Similarly, you can also simplify your social media approach by auto-scheduling blogs and posts via intermediary apps like Buffer and Hootsuite. Not only can these help curate your feed with focused campaign content at optimal times for your ideal audience, but they can also stay true to your brand’s design standards due to their customized post templates. After each campaign, you can review the data to gauge how well your efforts were received and tweak your next approach accordingly.
Lastly, if you’re planning a product launch, there are many automated ways to prepare for it ahead of time. For example, you can pre-log items into your ecommerce platform inventory and set them to “go live” on launch day. Meanwhile, top-rated email integrations can take care of key steps in the customer sales funnel—such as abandoned cart reminders and customized product suggestions based on shopper browsing history. All of these solutions allow your marketing team to spend more time improving your offering and the overall experience for your audience.
4. Customer Service
Unhappy customers are bad for business for many reasons. One of the most impactful is that unhappy customers can be more likely to share their disappointing experiences and interactions with their friends and/or via online reviews. Naturally, since it’s especially hard to win these people back, the easier route is simply to keep your existing customers happy—and automated tools can help you in this pursuit.

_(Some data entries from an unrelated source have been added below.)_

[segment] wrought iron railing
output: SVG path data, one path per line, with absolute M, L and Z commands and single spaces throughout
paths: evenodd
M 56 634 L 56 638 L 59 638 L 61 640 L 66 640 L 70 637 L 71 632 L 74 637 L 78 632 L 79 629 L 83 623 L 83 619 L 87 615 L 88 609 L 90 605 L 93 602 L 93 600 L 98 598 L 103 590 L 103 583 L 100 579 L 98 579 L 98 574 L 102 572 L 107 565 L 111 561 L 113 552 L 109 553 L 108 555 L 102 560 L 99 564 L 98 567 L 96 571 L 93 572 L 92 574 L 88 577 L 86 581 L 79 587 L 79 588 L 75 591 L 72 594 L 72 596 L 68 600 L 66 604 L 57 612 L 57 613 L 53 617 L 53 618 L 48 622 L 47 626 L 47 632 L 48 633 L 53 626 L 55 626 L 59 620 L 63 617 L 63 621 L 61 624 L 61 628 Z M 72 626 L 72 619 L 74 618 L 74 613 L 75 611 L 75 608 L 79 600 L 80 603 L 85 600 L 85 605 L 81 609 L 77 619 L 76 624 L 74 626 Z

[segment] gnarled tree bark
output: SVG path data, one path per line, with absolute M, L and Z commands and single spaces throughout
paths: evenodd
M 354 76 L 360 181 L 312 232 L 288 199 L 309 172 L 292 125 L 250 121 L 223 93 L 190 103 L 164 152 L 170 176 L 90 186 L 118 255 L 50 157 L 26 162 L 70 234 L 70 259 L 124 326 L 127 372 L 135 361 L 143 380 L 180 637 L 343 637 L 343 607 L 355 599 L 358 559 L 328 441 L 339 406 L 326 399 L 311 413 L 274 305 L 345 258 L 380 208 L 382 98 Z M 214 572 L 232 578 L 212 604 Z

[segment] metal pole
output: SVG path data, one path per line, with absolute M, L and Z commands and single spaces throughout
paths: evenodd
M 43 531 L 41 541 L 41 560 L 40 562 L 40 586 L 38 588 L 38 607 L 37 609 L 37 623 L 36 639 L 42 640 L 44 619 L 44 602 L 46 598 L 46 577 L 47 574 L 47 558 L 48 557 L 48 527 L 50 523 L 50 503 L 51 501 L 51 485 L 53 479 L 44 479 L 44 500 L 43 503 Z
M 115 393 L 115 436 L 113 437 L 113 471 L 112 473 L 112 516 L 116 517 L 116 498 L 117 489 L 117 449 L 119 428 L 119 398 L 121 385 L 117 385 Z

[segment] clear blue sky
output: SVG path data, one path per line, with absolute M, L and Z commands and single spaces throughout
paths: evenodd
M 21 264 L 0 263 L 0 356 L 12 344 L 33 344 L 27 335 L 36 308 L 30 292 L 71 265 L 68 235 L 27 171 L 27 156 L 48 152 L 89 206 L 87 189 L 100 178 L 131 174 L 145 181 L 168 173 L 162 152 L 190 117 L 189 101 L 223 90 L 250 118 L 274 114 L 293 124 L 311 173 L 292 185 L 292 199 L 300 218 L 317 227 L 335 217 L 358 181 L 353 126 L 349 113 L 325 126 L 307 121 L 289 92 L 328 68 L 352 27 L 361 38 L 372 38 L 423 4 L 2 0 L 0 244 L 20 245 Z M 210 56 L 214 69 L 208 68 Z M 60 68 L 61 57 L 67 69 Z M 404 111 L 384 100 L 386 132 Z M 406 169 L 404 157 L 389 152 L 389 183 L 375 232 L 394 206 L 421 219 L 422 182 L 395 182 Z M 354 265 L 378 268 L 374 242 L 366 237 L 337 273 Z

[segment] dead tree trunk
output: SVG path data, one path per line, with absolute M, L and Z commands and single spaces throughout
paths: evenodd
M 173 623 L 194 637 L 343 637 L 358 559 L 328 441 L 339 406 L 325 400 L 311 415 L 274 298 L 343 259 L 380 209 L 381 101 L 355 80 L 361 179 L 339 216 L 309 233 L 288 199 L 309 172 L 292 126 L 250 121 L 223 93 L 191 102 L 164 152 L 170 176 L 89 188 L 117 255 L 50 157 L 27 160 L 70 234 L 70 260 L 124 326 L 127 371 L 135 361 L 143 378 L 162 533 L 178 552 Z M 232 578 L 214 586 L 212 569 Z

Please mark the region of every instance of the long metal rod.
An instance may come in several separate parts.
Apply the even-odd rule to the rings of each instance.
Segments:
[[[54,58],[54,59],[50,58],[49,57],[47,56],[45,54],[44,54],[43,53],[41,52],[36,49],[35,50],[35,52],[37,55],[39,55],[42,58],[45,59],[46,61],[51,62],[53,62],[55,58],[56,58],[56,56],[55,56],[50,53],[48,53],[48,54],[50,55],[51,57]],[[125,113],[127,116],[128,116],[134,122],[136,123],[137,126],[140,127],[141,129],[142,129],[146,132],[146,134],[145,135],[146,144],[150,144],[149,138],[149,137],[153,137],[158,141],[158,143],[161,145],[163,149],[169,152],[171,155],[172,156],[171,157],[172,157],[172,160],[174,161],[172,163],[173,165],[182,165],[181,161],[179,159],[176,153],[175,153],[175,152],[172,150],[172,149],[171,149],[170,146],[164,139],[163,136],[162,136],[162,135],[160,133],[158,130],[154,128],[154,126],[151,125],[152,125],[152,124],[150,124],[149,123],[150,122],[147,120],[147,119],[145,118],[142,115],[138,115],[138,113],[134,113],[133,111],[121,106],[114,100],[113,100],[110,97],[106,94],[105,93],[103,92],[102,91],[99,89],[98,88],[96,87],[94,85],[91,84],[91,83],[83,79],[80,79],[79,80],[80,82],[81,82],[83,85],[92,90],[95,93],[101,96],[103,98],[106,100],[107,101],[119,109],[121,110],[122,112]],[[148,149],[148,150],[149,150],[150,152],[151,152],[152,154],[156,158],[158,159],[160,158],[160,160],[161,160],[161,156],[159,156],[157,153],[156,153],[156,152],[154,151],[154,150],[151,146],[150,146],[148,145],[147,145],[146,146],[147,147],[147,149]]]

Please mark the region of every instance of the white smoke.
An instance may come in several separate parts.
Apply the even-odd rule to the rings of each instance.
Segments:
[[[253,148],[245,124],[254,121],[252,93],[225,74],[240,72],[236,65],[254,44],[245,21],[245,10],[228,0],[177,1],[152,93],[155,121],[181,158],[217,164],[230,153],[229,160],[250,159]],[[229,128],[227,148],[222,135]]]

Before continuing, it’s important to remember that there is such a thing as too much automation, as replacing every single part of the customer journey with an AI-based human alternative can lead to diminishing returns. Instead, the most successful approaches combine the best of both worlds—a distinctive human touch with the processing and analytical capabilities of today’s best technology.
In other words, while most customers are happy to take care of routine issues and self-service tasks on their own, they still want to be able to opt for human intervention when they need fast, effective support for more complex issues—because nothing is more frustrating than a bot that doesn’t “get it.”
Anyway, one of the best use cases of customer service automation tools is for supporting the efforts of live representatives. For example, you can streamline your website and customer-facing communication channels to handle an assortment of minor tasks so that agents can tackle the heavier challenges. This means that chatbots can answer simple product questions, provide order statuses, and set up easy returns, while any issues that escalate beyond a chatbot’s capabilities can quickly be resolved by connecting customers to a live representative—or scheduling a callback for later.
Keep in mind that many system integrations can also manage the feedback process for you by requesting a post-purchase review from your customers via email or text. These same tools can gather and analyze all of the incoming data to provide you with an overview of the areas in which your business is doing well as well as the areas in which your customer service can improve.